Fatih Sultan Mehmet, Ayasofya Vakfiyesine “İnsan kainatın özüdür. Bu vakıf insanlar içindir” sözüyle başlamış. İnsanın dilini, dinini, soyunu ya da rengini değil yalnızca insan olmasını esas alarak hareket eden bir yaklaşım ortaya koymuştur. Zira Mevlana’nın “kim olursan ol” insansan “yine de gel” düşüncesinin özünde de bu vardır. Gelibolulu Mustafa Ali’nin “Nasihatün Selatün” adlı eserindeki bir şiiri şöyledir:
“Mesacid ü meabid ko adem yap
Kabe yapmakcadır adem yapmak
Taş ağaç kaydı ne lazım Şahım
Yaraşır şehlere adem yapmak”
Mescit ve mabet yapmaktansa “insan yapma” nın daha önemli olduğu, padişaha bunun yakışacağı biçimindeki bir anlayış son derece anlamlıdır. Şeyh Galip’in “Hoşça bak zatına kim zübde-i alemsin sen” ifadesi de yukarıdaki yaklaşımlarla taban tabana uyum içindedir. Zira bütün bu anlayış temelini İslam’dan almaktadır. İnsanı “eşref-i mahlukat” olarak niteleyen yüce İslam dini, “Bir insanı kurtarmanın bir kainatı kurtarmak” anlamına geleceğini söyler. Çolpan, yaptığı gizli bir görüşmede İsa Yusuf’a “İsa Bey, gerek bizim, gerek sizin için yapılacak şey, adam yetiştirmek; adam yetiştirmek, her şeyden anlayacak adam yetiştirmek. Ne çektiysek adamsızlıktan çektik”, derken aynı gerçeğe vurgu yapmış oluyor. Hatta sufilikte insan “Hiçbir şeye sahip olmayan ama hiçbir şey tarafından da sahiplenilemeyen bir yaratık” olarak nitelenir. Buna karşılık batı dünyası insanı “Homo hominus lupus” (İnsan insanın kurdu) ya da biraz daha ileri giderek “Homo hominus deus (insan insanın Tanrısı) şeklinde tarif etmişti. Balzac “Her insanın bir fiyatı vardır” derken; Hugo “Kainat kadardır insanın beyni” demektedir.

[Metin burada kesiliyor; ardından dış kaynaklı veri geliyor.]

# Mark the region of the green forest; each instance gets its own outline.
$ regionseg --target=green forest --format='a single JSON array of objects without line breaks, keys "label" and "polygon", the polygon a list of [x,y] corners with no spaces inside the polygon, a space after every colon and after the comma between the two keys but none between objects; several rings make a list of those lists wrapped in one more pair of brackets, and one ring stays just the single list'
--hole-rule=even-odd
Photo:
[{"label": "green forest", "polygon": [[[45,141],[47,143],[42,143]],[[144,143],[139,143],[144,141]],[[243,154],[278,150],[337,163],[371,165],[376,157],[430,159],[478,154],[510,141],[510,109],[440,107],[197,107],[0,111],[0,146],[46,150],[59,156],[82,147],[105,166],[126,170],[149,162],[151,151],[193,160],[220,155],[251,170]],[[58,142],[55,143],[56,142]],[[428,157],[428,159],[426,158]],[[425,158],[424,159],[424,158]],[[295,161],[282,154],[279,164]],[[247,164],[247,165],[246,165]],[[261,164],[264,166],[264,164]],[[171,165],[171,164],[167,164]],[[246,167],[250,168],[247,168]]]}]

Bir dinin gerçek bir din, bir ideolojinin gerçek bir ideoloji, bir hukukun gerçek bir hukuk, bir bilimin gerçek bir bilim olduğunun temel ölçütü ” insan odaklı “ olup-olmaması ile ilgilidir. Kalkınmanın, gelişmenin ve medeni olmanın temel ölçütü de bu olsa gerek. Zira din, ideoloji, hukuk ya da bilim insan için, insanı daha mutlu yapmak için vardır. İnsanın ideoloji, din, bilim ya da hukuk için var olduğunu iddia etmek, eşyanın doğasına aykırı fikir yürütmek demektir.
İnsana layık olduğu değer verildiğinde bundan kazançlı çıkan, ona yeterli değeri veren mekanizma olmaktadır. Gerçekten tarihimizde insana yeteri ölçüde değer atfedildiği zaman, toplum yükselmiş ve gelişmiş. İnsana verilen değer azaldığı zaman da toplum çökme noktasına gelmiştir.
İnsan hakları, demokrasi, bireysellik, hukukun üstünlüğü gibi kavramlar insana atfedilen değeri göstermektedir. İşin ilginç yanı, bunların tamamına yakının Batı’da üretilmiş, formüle edilmiş ve uygulamaya konulmuş olmasıdır. Bugün batının üstünlüğü, insana verdiği bu önemden kaynaklanmaktadır. Japonya’da bir firma yöneticisi ” Firmamda iki bin adam var. İki bininin kafa gücünden de yararlanmam gerekir” şeklinde konuşmaktadır.
Bilginin en büyük güç, bilgiyi kullanmasını bilen insanın ise en büyük otorite olduğu bir dünyada yaşıyoruz. İnsana akıllıca yatırım yapmasını becerebilenler, dünyaya hakim olacak mesafelere ulaşmışlardır. Dünyada kaba bir genelleme yapacak olursak, iki tür insan yetiştirildiğini söyleyebiliriz: Birincisi müteşebbis, yaratıcı, sorgulayıcı, üretici, inisiyatif sahibi, yüksek iradeli, enerjik ve hayır demesini bilen insan, ikincisi ise “evet efendimci”, “yumuşak başlı”, “acınacak kadar evcilleşmiş”, “gönüllü kulluğu peşinen kabullenmiş”, “yerine göre kendi özgürlüğüne kendi eliyle son veren” uysal insan. İnsan yetiştirme düzeni birinciye benzeyen ülkeler egemen ve kalkınmış oluyor, ikinci tipe benzeyenler de her şeye ihtiyaç duyan, bağımlı ve geri kalmış ülkeler oluyor. Aradaki tek fark, insana verilen önem ve bu öneme uygun insan yetiştirme düzenidir.